International police operation takes down iSpoof

As part of the takedown, 142 suspects were arrested.

Last week, an international group of law enforcement agencies took down one of the biggest criminal operators of a spoofing-as-a-service enterprise. Called iSpoof, it collected more than $120M from victims across Europe, Australia, Ukraine, Canada, and the United States. During the 16 months of the site’s operation, the group took in more than $3.8M in fees from its victims. 

The site’s principal administrator was arrested in the UK in early November and the site taken down shortly thereafter, according to a Europol announcement. As part of the takedown, 142 suspects were arrested. London’s Metropolitan Police Commissioner Sir Mark Rowley stated, “By taking away the tools and systems that have enabled fraudsters to cheat innocent people at scale, this operation shows how we are determined to target corrupt individuals intent on exploiting often vulnerable people.” 

Spoofing has a long tradition.
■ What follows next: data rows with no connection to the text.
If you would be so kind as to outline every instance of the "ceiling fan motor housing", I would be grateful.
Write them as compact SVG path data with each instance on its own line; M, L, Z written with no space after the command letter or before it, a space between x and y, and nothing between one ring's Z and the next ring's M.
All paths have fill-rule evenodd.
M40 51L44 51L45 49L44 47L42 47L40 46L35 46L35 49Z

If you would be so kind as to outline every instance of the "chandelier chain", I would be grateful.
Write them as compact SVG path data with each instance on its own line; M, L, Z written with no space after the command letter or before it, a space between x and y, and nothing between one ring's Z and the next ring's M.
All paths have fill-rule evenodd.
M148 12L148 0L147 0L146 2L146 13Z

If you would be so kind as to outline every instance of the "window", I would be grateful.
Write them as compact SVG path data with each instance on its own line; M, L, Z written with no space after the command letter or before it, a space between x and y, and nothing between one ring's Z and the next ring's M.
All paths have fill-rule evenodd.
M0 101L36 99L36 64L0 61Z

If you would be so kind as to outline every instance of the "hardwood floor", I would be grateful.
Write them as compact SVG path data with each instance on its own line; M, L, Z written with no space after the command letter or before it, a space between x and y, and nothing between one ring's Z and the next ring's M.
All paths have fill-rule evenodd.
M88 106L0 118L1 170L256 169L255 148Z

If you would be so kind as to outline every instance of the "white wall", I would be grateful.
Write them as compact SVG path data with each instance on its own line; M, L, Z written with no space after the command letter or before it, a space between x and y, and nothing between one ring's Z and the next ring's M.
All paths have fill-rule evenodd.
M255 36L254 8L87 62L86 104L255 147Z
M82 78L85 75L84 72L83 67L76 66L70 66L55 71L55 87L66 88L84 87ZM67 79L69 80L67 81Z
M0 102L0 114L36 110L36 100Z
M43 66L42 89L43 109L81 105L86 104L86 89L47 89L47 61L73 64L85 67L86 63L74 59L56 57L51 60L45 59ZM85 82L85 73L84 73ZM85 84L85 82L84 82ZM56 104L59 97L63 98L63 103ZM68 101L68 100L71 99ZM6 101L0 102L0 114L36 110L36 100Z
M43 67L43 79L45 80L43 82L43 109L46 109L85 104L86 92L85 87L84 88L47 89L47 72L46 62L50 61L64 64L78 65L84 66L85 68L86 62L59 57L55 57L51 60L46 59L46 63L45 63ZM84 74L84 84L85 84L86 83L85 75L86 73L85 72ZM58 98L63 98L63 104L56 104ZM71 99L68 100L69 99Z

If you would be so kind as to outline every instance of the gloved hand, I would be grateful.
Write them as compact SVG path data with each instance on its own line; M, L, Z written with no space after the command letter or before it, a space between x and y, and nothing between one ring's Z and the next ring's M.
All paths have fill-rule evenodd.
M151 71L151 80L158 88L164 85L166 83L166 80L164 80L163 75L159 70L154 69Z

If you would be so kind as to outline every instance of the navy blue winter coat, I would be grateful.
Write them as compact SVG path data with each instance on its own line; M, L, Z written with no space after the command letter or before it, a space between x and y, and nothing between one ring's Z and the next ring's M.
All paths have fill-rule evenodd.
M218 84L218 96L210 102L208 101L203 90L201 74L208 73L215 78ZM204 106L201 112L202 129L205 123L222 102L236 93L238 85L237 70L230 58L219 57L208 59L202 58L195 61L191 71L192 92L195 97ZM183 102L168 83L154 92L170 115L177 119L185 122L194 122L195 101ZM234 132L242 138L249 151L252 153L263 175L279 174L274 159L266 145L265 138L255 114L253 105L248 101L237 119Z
Perhaps the earliest and most infamous case was involving Paris Hilton, who allegedly used caller ID spoofing to hack into the phone and voicemail of Lindsay Lohan decades ago. 

More recently, reporters for Rupert Murdoch’s News Corp. hacked into the cell phone voice mail accounts of prominent Britons back in 2011, which resulted in shuttering the paper a few years later. And Robert Mueller’s Russian GRU indictment a few years ago shows the lengths that Russian spies went to penetrate the DNC and the Clinton campaign, including using spoofed emails purported to originate from Hillary Clinton’s staff.